Show that the space $C([a,b])$ equipped with the $L^1$-norm $||\cdot||_1$ defined by $$ ||f||_1 = \int_a^b|f(x)|dx ,$$ is incomplete.

I was given a counter example to disprove the statement:

Let $f_n$ be the sequence of functions:

$$f_n(x) = \begin{cases} 0 & x\left[a,\frac{b-a}{2}\right)\\ nx-n\frac{(b-a)}{2} & x\in\left[\frac{b-a}{2},\frac{b-a}{2}+\frac{1}{n}\right)\\ 1 & x\in \left[\frac{b-a}{2}+\frac{1}{n},b\right] \end{cases}.$$

This is a cauchy sequence that converges to a discontinuous function.

My question is:

How do I see that such a sequence of functions is cauchy? My thought was that the $||\cdot||_1$ will determine the differences in area under the curve for each function, so that $||f_n-f_m||\leq \frac{(b-a)}{2}$. Is this correct?

Answer 1

No, that is not correct. You need to be able to make $\lVert f_n - f_m \rVert$ arbitrarily small for sufficiently large $n,m$. $(b-a)/2$ is a fixed number. However, you do have the right idea: try find a bound for $\lVert f_n - f_m \rVert$ for $m \geq n$ by bounding the measure of set on which the difference is nonzero, multiplied by the maximum difference between the functions on that set.

Answer 2

I don't think you need to be so precise in finding a counterexample, you just have to show the existence of one.
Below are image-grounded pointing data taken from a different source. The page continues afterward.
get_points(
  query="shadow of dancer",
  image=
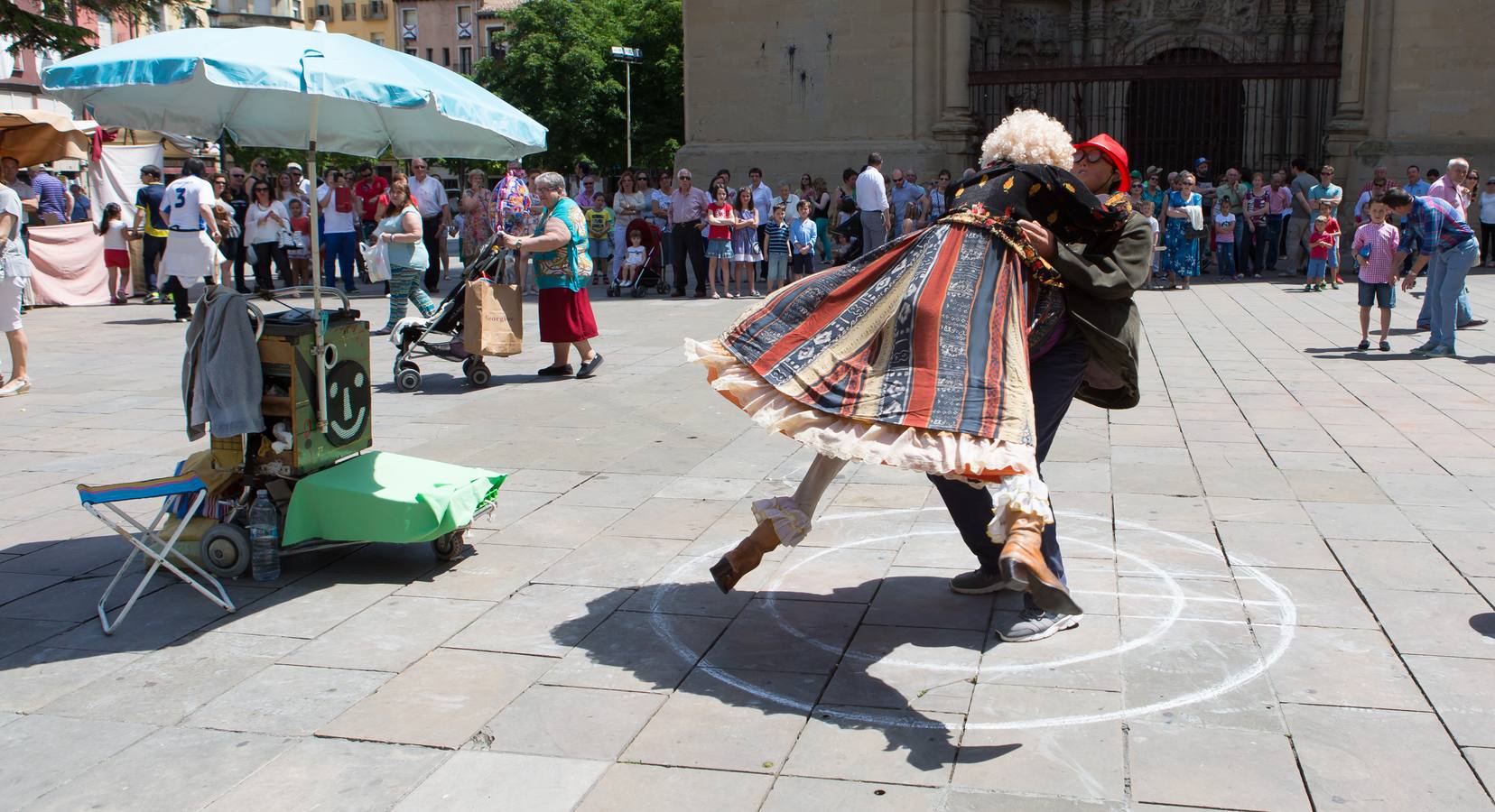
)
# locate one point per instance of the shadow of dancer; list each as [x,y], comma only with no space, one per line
[794,654]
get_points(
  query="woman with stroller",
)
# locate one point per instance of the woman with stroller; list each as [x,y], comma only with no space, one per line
[401,231]
[562,270]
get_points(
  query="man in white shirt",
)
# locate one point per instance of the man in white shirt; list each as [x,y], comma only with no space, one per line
[435,213]
[191,235]
[11,291]
[339,232]
[872,199]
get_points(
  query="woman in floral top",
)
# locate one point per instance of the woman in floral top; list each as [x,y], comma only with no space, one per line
[558,247]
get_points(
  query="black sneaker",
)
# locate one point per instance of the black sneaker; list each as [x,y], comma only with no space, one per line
[977,582]
[1032,623]
[590,366]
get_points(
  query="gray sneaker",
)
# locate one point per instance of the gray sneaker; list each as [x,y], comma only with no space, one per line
[1034,623]
[978,582]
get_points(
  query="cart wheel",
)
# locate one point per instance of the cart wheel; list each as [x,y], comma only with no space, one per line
[449,546]
[226,550]
[407,380]
[478,374]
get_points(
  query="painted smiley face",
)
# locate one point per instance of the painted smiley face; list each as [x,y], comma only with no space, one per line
[348,402]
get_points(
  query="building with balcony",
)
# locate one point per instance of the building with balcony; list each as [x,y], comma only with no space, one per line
[368,20]
[246,14]
[451,33]
[22,72]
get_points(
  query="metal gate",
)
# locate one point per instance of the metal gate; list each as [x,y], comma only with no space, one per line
[1180,105]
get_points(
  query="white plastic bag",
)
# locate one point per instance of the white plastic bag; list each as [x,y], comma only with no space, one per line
[376,257]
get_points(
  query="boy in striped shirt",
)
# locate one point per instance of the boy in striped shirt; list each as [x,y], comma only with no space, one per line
[1376,252]
[776,247]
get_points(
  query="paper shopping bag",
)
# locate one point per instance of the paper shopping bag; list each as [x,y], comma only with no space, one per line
[492,318]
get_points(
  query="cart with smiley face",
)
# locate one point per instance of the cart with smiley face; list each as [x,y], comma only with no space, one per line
[326,484]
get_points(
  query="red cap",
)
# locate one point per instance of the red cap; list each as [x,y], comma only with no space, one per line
[1114,152]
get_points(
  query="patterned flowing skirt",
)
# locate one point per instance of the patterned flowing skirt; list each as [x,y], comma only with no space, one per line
[912,356]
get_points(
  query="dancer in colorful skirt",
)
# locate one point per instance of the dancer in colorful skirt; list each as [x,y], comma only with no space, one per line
[916,355]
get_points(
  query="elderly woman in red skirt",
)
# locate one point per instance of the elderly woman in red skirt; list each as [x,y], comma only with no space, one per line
[562,271]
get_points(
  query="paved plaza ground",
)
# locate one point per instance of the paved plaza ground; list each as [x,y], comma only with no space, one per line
[1286,554]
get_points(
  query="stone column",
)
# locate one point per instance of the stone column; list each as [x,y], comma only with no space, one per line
[957,131]
[1365,33]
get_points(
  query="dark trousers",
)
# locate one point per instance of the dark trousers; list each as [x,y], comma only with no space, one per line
[234,248]
[1267,243]
[1055,377]
[339,250]
[264,254]
[152,250]
[431,235]
[688,243]
[763,263]
[177,291]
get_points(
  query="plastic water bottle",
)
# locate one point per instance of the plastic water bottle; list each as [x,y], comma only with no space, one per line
[264,539]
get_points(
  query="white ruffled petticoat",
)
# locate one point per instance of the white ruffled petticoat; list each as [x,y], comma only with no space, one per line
[1009,468]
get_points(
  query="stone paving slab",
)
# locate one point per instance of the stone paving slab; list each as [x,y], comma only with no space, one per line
[1287,589]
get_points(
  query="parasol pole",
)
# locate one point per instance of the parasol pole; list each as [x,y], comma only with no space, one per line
[320,340]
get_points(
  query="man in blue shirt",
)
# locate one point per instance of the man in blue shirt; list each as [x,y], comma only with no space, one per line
[1447,248]
[52,204]
[899,199]
[153,225]
[761,204]
[1416,186]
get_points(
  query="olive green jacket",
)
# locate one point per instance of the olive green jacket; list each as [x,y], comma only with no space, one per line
[1099,280]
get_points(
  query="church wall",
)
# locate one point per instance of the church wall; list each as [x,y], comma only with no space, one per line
[811,87]
[1426,70]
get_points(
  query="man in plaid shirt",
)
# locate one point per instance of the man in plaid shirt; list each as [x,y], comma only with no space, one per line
[1447,248]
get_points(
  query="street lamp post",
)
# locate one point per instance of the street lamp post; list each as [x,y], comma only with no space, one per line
[628,57]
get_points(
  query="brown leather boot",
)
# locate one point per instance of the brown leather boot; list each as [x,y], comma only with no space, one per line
[747,557]
[1021,563]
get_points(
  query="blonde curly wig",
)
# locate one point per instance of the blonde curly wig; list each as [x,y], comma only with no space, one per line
[1029,136]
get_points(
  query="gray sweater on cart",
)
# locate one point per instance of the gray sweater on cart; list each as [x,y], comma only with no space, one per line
[221,382]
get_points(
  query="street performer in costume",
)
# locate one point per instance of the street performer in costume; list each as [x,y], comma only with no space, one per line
[916,355]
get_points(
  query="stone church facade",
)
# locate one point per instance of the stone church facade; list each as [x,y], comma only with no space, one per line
[802,87]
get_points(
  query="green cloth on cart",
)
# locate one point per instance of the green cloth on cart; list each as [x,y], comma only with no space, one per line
[383,497]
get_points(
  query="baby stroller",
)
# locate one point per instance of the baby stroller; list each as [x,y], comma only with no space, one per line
[652,271]
[441,334]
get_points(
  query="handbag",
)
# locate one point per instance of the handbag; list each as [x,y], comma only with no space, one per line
[376,259]
[492,318]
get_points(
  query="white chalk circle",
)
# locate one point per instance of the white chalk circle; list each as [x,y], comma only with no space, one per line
[1282,602]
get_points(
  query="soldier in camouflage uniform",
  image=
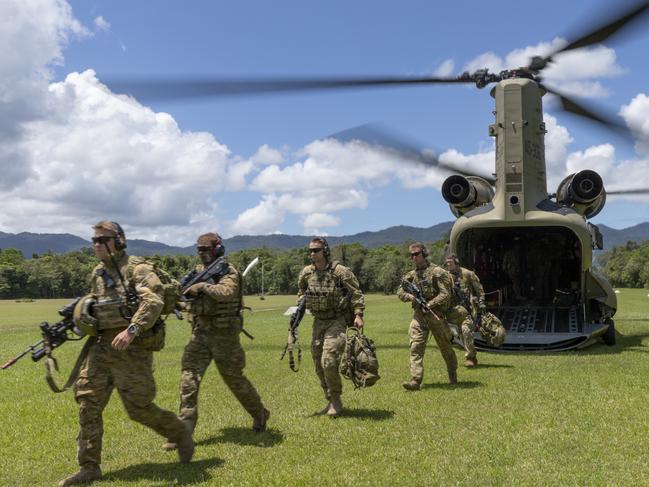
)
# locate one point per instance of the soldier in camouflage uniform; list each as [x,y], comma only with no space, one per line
[335,300]
[467,288]
[118,357]
[215,314]
[435,285]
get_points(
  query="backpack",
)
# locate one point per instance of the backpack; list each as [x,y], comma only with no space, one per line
[360,364]
[154,338]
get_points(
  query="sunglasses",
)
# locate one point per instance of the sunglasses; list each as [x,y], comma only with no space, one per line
[102,240]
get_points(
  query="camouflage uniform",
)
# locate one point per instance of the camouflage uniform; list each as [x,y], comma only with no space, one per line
[435,285]
[333,296]
[216,320]
[129,371]
[468,284]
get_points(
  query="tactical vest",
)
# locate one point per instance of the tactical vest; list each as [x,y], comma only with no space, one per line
[221,311]
[326,295]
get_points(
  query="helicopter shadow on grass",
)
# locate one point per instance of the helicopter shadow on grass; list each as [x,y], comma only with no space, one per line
[246,437]
[465,384]
[168,473]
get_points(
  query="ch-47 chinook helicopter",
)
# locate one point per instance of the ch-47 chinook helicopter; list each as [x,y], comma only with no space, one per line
[532,250]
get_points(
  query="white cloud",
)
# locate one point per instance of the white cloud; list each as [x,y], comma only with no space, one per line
[314,223]
[445,68]
[101,24]
[571,72]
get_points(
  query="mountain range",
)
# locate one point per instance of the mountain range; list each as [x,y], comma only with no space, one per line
[38,243]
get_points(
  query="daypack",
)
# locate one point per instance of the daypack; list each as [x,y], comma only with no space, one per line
[171,287]
[359,364]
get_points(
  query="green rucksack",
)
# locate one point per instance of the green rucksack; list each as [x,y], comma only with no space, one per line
[359,364]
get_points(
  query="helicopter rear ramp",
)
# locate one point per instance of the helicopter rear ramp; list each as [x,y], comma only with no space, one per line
[536,329]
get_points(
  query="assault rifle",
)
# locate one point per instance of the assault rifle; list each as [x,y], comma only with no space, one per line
[411,288]
[292,340]
[211,274]
[53,336]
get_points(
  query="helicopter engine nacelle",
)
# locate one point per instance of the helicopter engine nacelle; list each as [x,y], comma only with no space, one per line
[583,192]
[466,193]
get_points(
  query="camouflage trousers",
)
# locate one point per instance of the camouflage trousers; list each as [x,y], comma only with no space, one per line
[460,317]
[129,371]
[222,345]
[327,346]
[421,327]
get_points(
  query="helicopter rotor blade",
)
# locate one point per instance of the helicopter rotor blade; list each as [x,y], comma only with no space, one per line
[598,34]
[628,191]
[395,145]
[177,88]
[598,115]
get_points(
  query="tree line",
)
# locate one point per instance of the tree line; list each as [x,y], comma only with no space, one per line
[378,269]
[53,275]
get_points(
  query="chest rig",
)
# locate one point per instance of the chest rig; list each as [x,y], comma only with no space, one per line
[326,295]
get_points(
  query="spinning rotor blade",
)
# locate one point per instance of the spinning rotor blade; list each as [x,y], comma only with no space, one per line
[596,114]
[628,191]
[395,145]
[598,34]
[175,89]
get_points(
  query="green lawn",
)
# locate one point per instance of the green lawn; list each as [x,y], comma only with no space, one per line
[575,418]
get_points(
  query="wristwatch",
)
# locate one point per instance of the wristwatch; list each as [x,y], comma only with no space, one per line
[133,329]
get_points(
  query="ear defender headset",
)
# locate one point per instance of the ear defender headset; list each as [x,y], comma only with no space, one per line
[120,241]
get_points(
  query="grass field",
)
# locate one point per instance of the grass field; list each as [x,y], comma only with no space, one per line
[575,418]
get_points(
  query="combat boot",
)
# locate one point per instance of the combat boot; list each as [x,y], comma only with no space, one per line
[336,406]
[186,446]
[411,385]
[324,409]
[259,425]
[84,476]
[452,377]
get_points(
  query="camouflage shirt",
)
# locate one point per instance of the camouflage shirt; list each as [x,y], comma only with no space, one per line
[221,300]
[468,283]
[107,287]
[435,285]
[331,291]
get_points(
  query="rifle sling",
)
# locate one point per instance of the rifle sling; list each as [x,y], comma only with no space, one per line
[51,365]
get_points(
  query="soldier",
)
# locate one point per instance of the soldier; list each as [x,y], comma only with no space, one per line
[121,311]
[215,315]
[435,285]
[468,295]
[335,300]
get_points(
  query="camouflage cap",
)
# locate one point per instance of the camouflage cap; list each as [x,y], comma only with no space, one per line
[108,226]
[210,239]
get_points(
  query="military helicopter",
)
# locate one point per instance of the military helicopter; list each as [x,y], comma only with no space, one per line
[531,249]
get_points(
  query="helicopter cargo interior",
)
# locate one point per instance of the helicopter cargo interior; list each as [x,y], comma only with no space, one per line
[532,282]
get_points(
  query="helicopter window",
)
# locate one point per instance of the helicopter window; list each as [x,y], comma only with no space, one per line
[524,266]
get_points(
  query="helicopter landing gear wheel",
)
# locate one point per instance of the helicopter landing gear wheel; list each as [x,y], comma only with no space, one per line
[609,335]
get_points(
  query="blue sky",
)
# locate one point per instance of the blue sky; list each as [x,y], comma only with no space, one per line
[207,153]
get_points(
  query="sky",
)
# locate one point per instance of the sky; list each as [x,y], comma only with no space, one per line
[73,152]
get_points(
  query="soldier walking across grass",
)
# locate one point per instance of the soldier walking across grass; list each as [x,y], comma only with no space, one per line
[435,286]
[335,300]
[215,313]
[468,300]
[121,314]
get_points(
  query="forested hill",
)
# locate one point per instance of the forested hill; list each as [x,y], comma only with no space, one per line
[35,243]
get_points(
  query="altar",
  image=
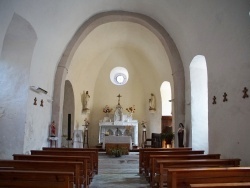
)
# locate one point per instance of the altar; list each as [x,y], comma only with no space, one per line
[117,140]
[119,129]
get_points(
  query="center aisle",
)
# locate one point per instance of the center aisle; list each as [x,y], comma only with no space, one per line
[119,172]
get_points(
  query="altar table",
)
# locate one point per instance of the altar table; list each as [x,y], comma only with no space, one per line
[117,140]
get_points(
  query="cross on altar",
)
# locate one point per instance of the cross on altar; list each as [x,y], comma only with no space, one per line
[119,96]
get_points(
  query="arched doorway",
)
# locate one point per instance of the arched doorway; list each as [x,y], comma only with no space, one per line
[112,16]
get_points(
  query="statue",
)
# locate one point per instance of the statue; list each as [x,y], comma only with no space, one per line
[52,129]
[85,101]
[181,135]
[118,113]
[152,105]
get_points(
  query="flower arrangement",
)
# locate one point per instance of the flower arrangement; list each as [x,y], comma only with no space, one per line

First, recall that the step functions are dense in $\mathcal{L}^1([a,b])$. Then, if you slope the sides of the characteristic funtions somewhat (this can be made precise, see any book on real analysis), you get a set of continuous functions dense in $\mathcal{L}^1([a,b])$. But there are most definitely non continuous functions in this set.

You could get to the same thing using Stone-Weirstrass also, but that is even less concrete.